Besides the usual weather woes, this year farmers in South Texas are worried about harvest and hauling cost to local storage elevators and delivery cost to buyers at the Port of Corpus Christi. Harvesting and hauling is a very diesel dependant activity. And diesel prices are up sharply from a year ago.
Even though grain sorghum prices have tracked slightly behind the record high prices for corn on the futures markets, major grain buying firms have built in a wide basis discount in their bid price for port delivered grain sorghum during the South Texas harvest season, which also cuts into grower's margins. For most of the past 25 years, sorghum farmers have yearned for a return to grain prices above the $5 per hundred weight that were common during the early 1970s. (Of course that was with the assumption that production expenses would remain rather constant, which is never the case.)
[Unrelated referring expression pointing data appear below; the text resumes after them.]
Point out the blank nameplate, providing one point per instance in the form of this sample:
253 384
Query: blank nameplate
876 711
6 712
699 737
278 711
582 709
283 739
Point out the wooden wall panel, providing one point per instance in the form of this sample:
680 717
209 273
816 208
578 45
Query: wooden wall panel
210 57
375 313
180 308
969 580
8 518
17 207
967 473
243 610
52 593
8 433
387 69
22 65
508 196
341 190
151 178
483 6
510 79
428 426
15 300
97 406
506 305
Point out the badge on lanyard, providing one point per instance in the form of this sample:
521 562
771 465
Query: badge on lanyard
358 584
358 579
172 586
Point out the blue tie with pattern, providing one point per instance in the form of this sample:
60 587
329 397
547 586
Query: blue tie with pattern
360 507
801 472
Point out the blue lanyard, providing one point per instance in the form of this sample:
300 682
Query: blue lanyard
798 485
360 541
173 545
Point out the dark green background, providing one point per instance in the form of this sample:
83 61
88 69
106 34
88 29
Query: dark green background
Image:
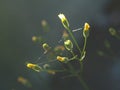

In the past 16 months, that $5 barrier has been broken and the price has continued to climb throughout the winter and spring. With the recent flooding and planting delays in Iowa and other key corn producing states, corn prices took another sharp jump. Sorghum prices have continued to climb along with corn, since it is a direct substitute in most livestock feed rations.
Grain elevators in the Corpus Christi-area had prices of better than $10.50 per hundred weight posted for grain sorghum during the final week of June. This is an exceptional price for a crop that has been expensive to produce and which has had tremendous variability in harvested grain amounts produced from field to field.
Farmers can't help but be concerned about the financial health of their primary customers - the livestock and poultry feeders. They are likely to find it next to impossible to break even feeding animals for market with record high feed grain prices without upward adjustment in beef, pork and poultry prices.
It has become apparent that agriculture must soon reach an economic "equilibrium" that will allow all segments of the industry to make reasonable profits for their efforts and risk-taking without bankrupting inter-dependent segment of the industry.
Out-of-kilter commodity prices must be adjusted to cover production costs. If not, one segment will briefly prosper while the other falters.
This is not a recipe for a healthy, sustainable industry.